In questa sede risulta utile evidenziare, sfatando un falso mito, anche un altro aspetto che riguarda l’efficienza e l’operatività in banchina. I ritardi del sistema portuale italiano e le conseguenti critiche che i clienti (compagnie di navigazione) spesso esternano nei confronti della portualità nazionale non devono essere minimamente imputati alle imprese portuali e al proprio personale altamente qualificato, ma a ritardi infrastrutturali e stratificazioni di competenze amministrative all’incompleta digitalizzazione e semplificazione.

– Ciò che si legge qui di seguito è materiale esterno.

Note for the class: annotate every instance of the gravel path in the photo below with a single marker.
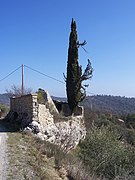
(3, 158)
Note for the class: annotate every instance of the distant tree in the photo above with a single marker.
(17, 91)
(76, 92)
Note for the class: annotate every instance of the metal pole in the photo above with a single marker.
(22, 79)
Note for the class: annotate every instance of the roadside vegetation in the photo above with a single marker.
(108, 152)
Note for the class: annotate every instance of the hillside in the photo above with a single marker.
(116, 105)
(4, 98)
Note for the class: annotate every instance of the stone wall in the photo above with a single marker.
(64, 109)
(38, 119)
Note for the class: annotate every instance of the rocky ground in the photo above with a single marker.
(3, 154)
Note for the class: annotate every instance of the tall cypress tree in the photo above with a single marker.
(75, 91)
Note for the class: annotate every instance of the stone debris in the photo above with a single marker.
(38, 119)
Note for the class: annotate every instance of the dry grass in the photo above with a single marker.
(27, 162)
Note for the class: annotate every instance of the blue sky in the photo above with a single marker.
(36, 33)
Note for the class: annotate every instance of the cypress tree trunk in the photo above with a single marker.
(74, 71)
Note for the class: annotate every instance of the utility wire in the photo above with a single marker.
(10, 74)
(44, 74)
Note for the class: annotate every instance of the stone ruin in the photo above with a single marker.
(39, 119)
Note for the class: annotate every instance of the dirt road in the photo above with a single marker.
(3, 158)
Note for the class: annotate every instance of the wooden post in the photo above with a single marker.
(22, 79)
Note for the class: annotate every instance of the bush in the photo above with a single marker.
(105, 155)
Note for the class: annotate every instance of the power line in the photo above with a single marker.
(44, 74)
(10, 74)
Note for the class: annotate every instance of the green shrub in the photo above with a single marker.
(105, 155)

Anzi, spesso le imprese portuali vengono chiamate a sopperire alla mancanza di strategicità e programmazione dei vari sistemi portuali.

Infine, una considerazione più prettamente politica e strategica: non bisogna dimenticare quanto la nostra portualità sia radicata nei territori. A differenza infatti del Northern range, il nostro Sistema portuale nazionale è composto da circa 53 porti commerciali (internazionali, nazionali e regionali) disseminati in circa 8.000 km di costa e che insistono dentro le città e di cui ne sono volano di sviluppo ed economia diffusa. Non penso, pertanto, che il Governo, i vertici ministeriali e le rappresentanze parlamentari, segnatamente dei territori portuali e delle commissioni trasporti di Camera e Senato vogliano permettere che imprese portuali, soprattutto italiane, che pagano tasse, comprese quelle locali e regionali, e contributi per i propri lavoratori vengano messe in crisi da queste continue richieste che ne minano la sopravvivenza con conseguenze esiziali per l’imprenditoria portuale locale, per la forza lavoro e, collateralmente, per le economie diffuse locali e territoriali e per le entrate fiscali dello Stato. Tanto più a seguito delle varie crisi internazionali che stanno facendo calare diffusamente i traffici nei porti nazionali e stressare le nostre imprese.

I porti sono efficienti quando sono in equilibrio socio economico tra clienti e imprese portuali e in cui la pace sociale permette alla comunità portuale di creare le condizioni fattive di sviluppo ed incremento dei traffici portuali.

Se si vuole veramente che il nostro sistema portuale si sviluppi armonicamente e sia pronto per le sfide che lo attendono, dobbiamo impegnarci tutti a mantenere questi delicati equilibri.